What is the gut microbiome?
According to Dr Sanjay Verma, Director, Minimal Access, GI and Bariatric Surgery, Fortis Escorts, Okhla Road, New Delhi, the gut microbiota affects appetite, energy absorption, fat storage, circadian rhythm, and chronic inflammation, leading to obesity. Therefore, targeted reconstruction of the gut microbiota structure, such as through faecal bacterial transplantation, is one of the means of treating obesity.
The gut bacteria help break down food. Some bacteria are better able to chop food into those smallest pieces that get digested, add calories to our body and thereby tend to increase our weight. The human body is host to a vast number of microbes, including bacterial, fungal and protozoal microorganisms, which together constitute our microbiota.
How gut microbiome is linked to obesity?
Obesity and obesity-related metabolic disorders are characterised by specific alterations in the composition and function of the human gut microbiome.
Emerging as possible strategies for obesity prevention and/or treatment are targeting the microbiota, to restore or modulate its composition through the consumption of live bacteria (probiotics), nondigestible or limited digestible food constituents such as oligosaccharides (prebiotics), or both (synbiotics), or even faecal transplants.
Other probiotics shown to have anti-obesity effects include the plant-derived lactic acid bacterium, Pediococcus pentosaceus LP28, Bacteroides uniformis CECT and Akkermansia muciniphil.
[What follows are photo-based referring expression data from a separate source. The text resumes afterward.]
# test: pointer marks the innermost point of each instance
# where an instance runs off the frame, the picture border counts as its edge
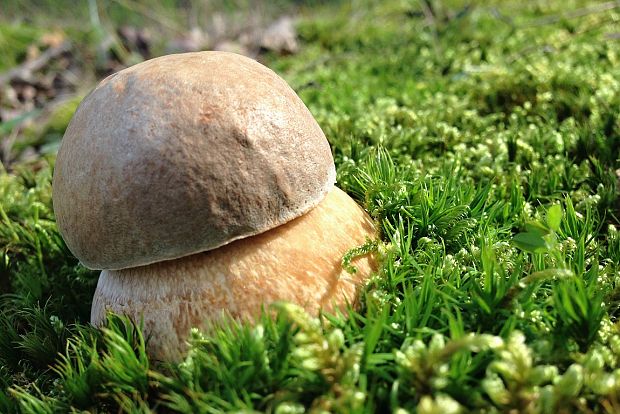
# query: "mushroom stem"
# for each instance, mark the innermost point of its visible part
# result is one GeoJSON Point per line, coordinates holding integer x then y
{"type": "Point", "coordinates": [299, 262]}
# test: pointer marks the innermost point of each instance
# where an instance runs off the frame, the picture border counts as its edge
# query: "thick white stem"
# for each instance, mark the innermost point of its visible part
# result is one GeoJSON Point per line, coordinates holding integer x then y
{"type": "Point", "coordinates": [298, 262]}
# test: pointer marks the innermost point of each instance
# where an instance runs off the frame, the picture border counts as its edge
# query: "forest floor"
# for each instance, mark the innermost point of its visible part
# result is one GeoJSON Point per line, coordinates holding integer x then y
{"type": "Point", "coordinates": [483, 139]}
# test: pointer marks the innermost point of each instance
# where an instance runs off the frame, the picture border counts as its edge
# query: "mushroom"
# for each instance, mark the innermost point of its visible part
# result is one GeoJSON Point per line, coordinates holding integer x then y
{"type": "Point", "coordinates": [203, 187]}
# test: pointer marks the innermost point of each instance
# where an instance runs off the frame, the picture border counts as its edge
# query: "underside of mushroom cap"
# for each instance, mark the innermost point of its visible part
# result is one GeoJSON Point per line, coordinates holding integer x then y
{"type": "Point", "coordinates": [183, 154]}
{"type": "Point", "coordinates": [298, 262]}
Gut microbiota has an important role in regulating weight and may be partly responsible for the development of obesity in some people.
Microbial manipulation may be employed to prevent or treat weight gain and associated comorbidities. Approaches to this include the use of probiotics.
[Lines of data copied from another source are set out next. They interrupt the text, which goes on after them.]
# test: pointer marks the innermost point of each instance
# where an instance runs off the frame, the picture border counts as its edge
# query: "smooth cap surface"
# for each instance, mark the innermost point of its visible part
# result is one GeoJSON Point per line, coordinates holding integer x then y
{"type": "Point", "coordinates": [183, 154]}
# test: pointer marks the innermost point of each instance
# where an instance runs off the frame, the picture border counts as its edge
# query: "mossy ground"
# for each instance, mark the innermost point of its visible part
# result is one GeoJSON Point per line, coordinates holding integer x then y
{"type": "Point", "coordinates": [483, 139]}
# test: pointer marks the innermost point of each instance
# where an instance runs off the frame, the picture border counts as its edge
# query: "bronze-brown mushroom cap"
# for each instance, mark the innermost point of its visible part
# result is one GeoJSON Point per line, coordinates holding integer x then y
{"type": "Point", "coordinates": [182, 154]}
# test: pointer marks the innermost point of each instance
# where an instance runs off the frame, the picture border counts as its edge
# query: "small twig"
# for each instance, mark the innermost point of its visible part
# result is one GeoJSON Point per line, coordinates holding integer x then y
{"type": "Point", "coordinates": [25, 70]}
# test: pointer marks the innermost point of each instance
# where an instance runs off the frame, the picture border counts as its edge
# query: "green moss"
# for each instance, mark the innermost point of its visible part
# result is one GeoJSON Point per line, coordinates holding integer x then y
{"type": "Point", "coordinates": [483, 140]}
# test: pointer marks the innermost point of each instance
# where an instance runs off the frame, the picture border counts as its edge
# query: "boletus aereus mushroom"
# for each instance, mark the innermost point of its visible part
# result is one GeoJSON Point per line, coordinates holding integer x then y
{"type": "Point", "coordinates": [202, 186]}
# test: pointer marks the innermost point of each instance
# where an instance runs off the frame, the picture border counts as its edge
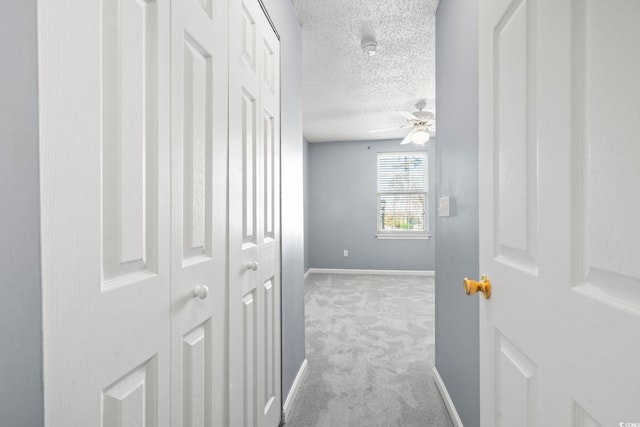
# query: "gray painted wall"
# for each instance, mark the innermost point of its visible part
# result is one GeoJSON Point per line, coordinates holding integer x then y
{"type": "Point", "coordinates": [21, 393]}
{"type": "Point", "coordinates": [457, 335]}
{"type": "Point", "coordinates": [286, 22]}
{"type": "Point", "coordinates": [307, 192]}
{"type": "Point", "coordinates": [342, 210]}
The altered gut microbiota putatively participates in the pathogenesis of obesity via multiple mechanisms, including energy homeostasis disruption, lipid synthesis and storage, central appetite and feeding behaviour regulation, as well as chronic low-grade inflammation.
Underpinned the augmenting importance of the gut microbiota in obesity. Gut microbiota alterations affect the energy balance of the host organism; namely, as a factor affecting energy production from the diet and as a factor affecting host genes regulating energy expenditure and storage.